When Hubby and I were first married, we would talk constantly about our future house.  We would read or hear about something cool and turn to each other and say, "Can we have that in our castle?"  An indoor swimming pool.  An intercom system in every room so we don't have to shout at each other to come for dinner.  A slide from the top stories to the ground floor.  A mall-type food court in the basement.

Some of the features of our castle were just ridiculous and of course we would never be that rich.
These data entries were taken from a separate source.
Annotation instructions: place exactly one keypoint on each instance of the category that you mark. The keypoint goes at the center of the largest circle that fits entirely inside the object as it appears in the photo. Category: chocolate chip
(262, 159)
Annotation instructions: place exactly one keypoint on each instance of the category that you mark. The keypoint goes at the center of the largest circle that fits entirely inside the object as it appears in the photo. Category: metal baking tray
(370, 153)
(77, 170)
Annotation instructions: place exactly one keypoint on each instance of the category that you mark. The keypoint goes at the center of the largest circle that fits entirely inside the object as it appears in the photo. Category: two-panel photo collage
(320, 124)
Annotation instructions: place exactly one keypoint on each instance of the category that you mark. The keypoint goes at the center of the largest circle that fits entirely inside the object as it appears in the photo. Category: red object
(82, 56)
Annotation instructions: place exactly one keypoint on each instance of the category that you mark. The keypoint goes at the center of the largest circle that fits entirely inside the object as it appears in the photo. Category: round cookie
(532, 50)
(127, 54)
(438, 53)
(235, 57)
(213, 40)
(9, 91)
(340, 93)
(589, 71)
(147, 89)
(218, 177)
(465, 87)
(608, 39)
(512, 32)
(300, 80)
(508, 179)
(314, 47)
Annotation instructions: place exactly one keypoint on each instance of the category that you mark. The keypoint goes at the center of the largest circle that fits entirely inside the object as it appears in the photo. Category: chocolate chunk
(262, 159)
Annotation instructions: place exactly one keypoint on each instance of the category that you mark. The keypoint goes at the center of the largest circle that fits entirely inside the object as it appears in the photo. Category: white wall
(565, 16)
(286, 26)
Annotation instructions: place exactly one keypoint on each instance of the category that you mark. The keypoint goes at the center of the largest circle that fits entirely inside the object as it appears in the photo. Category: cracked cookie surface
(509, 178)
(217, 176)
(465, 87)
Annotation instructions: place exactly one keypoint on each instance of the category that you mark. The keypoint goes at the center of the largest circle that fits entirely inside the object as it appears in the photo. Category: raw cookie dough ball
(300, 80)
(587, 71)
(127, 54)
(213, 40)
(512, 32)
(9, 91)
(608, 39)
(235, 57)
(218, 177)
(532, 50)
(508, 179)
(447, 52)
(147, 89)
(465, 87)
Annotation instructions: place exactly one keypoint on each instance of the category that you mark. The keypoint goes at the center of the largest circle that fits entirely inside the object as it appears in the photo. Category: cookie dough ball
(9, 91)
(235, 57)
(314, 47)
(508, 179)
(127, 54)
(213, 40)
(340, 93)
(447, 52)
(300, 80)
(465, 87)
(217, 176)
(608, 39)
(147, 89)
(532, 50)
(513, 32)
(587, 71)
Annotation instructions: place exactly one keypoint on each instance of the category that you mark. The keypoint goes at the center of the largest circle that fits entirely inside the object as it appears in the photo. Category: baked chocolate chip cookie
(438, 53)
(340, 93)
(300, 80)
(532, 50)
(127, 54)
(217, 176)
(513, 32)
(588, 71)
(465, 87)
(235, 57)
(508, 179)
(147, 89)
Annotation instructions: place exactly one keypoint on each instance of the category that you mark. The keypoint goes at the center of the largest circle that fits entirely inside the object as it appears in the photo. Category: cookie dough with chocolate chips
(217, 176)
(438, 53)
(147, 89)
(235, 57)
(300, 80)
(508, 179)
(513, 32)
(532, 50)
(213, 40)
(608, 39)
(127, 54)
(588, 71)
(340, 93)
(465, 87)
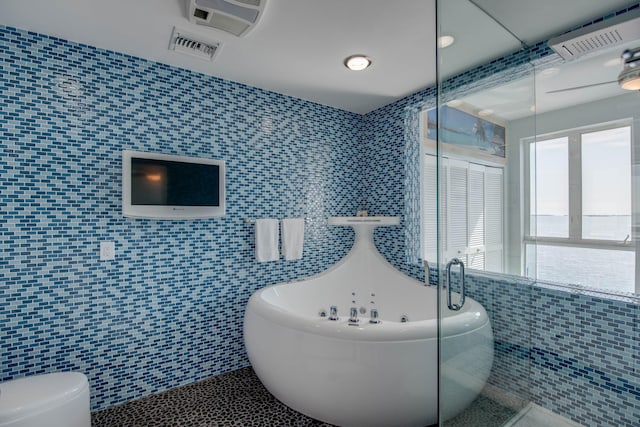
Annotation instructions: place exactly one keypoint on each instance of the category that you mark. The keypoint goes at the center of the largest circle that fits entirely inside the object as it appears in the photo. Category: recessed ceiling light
(445, 41)
(615, 62)
(357, 62)
(549, 72)
(629, 77)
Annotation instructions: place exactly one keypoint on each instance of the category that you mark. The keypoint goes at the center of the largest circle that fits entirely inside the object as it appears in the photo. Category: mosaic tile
(168, 311)
(236, 398)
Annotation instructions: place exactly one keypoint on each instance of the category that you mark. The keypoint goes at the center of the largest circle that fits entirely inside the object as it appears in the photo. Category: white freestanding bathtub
(361, 373)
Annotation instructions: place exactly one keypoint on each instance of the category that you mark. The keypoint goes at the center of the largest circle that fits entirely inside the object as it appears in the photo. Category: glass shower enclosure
(529, 197)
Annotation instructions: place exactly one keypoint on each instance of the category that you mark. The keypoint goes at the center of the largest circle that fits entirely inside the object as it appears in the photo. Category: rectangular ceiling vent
(236, 17)
(611, 32)
(193, 45)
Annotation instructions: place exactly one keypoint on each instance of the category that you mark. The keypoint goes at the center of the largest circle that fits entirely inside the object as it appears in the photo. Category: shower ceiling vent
(237, 17)
(615, 31)
(183, 42)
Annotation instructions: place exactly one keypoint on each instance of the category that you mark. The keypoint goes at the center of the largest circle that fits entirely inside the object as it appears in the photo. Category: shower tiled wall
(168, 311)
(577, 354)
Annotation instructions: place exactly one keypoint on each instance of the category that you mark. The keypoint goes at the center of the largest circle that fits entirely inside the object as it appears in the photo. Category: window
(471, 210)
(579, 208)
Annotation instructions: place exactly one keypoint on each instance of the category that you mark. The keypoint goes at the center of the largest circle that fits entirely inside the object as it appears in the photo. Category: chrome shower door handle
(452, 306)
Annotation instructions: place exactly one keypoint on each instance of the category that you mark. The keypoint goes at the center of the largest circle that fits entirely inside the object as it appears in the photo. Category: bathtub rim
(471, 318)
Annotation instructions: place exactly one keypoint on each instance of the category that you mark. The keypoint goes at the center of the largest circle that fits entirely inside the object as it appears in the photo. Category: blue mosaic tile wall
(168, 311)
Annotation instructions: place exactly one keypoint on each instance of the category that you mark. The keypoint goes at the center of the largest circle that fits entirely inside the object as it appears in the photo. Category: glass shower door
(484, 321)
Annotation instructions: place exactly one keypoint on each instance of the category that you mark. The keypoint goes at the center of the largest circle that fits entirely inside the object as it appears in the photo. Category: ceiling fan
(629, 77)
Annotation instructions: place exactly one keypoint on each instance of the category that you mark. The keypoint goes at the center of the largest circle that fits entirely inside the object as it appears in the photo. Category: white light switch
(107, 251)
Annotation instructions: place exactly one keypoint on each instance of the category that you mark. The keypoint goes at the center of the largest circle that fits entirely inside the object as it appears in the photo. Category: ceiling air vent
(237, 17)
(611, 32)
(190, 44)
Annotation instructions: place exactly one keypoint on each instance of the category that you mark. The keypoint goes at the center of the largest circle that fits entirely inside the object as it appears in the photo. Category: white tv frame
(169, 212)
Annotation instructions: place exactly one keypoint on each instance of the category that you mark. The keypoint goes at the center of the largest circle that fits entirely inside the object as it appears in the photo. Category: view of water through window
(607, 269)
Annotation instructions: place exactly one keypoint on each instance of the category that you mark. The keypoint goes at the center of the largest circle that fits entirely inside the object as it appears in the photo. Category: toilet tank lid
(37, 393)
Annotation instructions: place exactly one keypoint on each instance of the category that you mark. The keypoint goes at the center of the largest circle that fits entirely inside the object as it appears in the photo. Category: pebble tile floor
(239, 399)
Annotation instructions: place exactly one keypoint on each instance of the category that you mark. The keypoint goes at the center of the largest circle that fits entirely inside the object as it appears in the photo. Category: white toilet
(50, 400)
But it was always fun to talk about and dream.

But then financial difficulty hit.  We watched our savings account start to drain.  I would watch our 3 little ones play in our 2 bedroom apartment and just cry and cry that we would never be able to afford anything better.  I was insufferable with all my whining and ingratitude.  All that savings was supposed to be a down payment on a house!  And now it was gone and I could not see the future.  Would we ever have a sufficient income again?

And so I stopped talking about the castle.  It would just remind me how poor we were.  I can't imagine living in a castle when I can't even afford food.  It's too painful.

It's clear that for the past 8 years Heavenly Father has been trying to teach me to have faith and patience.  Some days are better than others.  But I definitely have significantly more positive days than I used to.  I'm not perfect, though I'm making progress.

Now I can finally see a glimmer of light at the end of the tunnel. Hubby has completed all of his schooling and takes as many substitute teacher hours as he can.

And yet I still fear for the future.  There's still too much uncertainty.  Until I feel secure, I still can't bring myself to dream.

I don't dream but I do hope that the future will be better.